I fully reject the presumption that the humanities are “capped” at some level far below science, engineering, or math due to some kind of “noisy” data signatures that are difficult for the human mind to reduce. This view is far too typical these days, and it pains me to see engineers so often behaving as if they can reinvent fields with glib mechanistic rhetoric. Would you say that a person who has learned several ancient languages is “skill capped” because the texts they are reading are subjective remnants of a civilization that has been largely lost to entropy? Of course not. I cannot see much point in your essay beyond the very wrong idea that technical and scientific fields are somehow superior to the humanities for being easier to understand.
One aspect I didnt speak about that may be relevant here is the distinction between
irreducible uncertainty h (noise, entropy)
reducible uncertainty E (‘excess entropy’)
and forecasting complexity C (‘stochastic complexity’).
All three can independently vary in general.
Domains can be more or less noisy (more entropy h)- both inherently and because of limited observations
Some domains allow for a lot of prediction (there is a lot of reducible uncertainty E) while others allow for only limited prediction (eg political forecasting over longer time horizons)
And said prediction can be very costly to predict (high forecasting complexity C).
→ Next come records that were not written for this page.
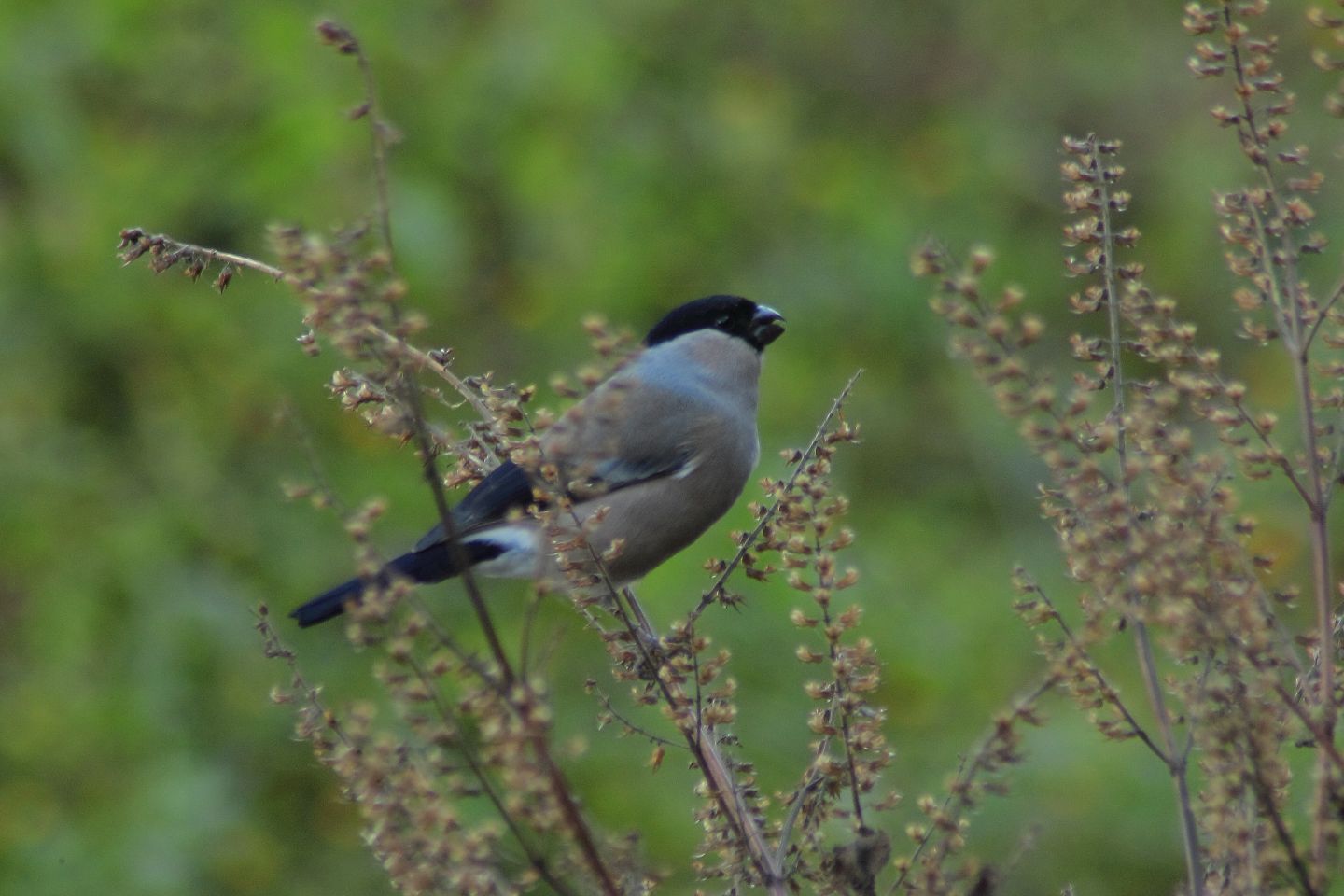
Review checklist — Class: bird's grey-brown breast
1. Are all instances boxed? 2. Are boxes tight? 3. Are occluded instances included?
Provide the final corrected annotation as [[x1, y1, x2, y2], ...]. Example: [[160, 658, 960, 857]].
[[546, 332, 761, 584]]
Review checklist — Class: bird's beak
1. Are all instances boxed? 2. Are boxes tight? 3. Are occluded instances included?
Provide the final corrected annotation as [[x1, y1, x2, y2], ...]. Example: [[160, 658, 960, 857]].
[[751, 305, 784, 348]]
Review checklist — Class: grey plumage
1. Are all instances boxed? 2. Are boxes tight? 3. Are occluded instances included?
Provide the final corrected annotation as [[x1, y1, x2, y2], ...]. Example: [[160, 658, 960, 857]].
[[291, 296, 782, 626]]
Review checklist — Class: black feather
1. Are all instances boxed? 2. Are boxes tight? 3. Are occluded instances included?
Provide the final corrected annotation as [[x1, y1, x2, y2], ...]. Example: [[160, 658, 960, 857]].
[[644, 296, 764, 351], [289, 541, 504, 629]]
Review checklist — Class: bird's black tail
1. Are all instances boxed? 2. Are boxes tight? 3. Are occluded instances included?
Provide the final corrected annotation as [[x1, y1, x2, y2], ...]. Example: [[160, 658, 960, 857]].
[[289, 541, 500, 629]]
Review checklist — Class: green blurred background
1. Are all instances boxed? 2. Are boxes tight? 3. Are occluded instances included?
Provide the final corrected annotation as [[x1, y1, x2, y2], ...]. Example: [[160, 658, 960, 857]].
[[0, 0, 1337, 895]]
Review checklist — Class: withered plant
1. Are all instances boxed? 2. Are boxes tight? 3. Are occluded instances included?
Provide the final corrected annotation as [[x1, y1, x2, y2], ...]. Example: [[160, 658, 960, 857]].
[[914, 0, 1344, 895], [122, 0, 1344, 896], [121, 21, 895, 896]]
Archeology is a good example: to predict one bit about the far past correctly might require an enormous amount of expertise, data and information. In other words it s really about the ratio between the reducible uncertainty and the forecasting complexity: E/C.
Some fields have very high skill ceiling but because of a low E/C ratio the net effect of more intelligence is modest. Some domains arent predictable at all, i.e. E is low. Other domains have a more favorable E/C ratio and C is high. This is typically a domain where there is a high skill ceiling and the leverage effect of addiitonal intelligence is very large.
[For a more precise mathematical toy model of h, E,C take a look at computational mechanics]
That’s all well and good, but there’s cost-benefit calculations which are the far more salient consideration. If intelligence is indeed a lever by which a reduction is made, as constrained by these hEC factors, certainly image and video generation would be a very poorly-leveraged position in a class with mass persuasion or archeology. Diminishing returns are not a hard ceiling, as you might have intended, but rather a challenge that businesses have attacked with staggering investments. There is an even worse problem lurking ahead, and I think it challenges the presumption that intelligence is a thing which meaningfully reduces patterns into predictions. With enough compute, reduction in a human sense becomes quaint and unnecessary. There is not really much need for pithy formulas, experimentation, and puzzle solving. Science and mathematics, our cultural image of intelligent professions, can very quickly become something of a thing of the past, akin to alchemy or so on. I see technology developing its own breakthroughs in a more practical-evolutionary rather than theoretical-experimental mode.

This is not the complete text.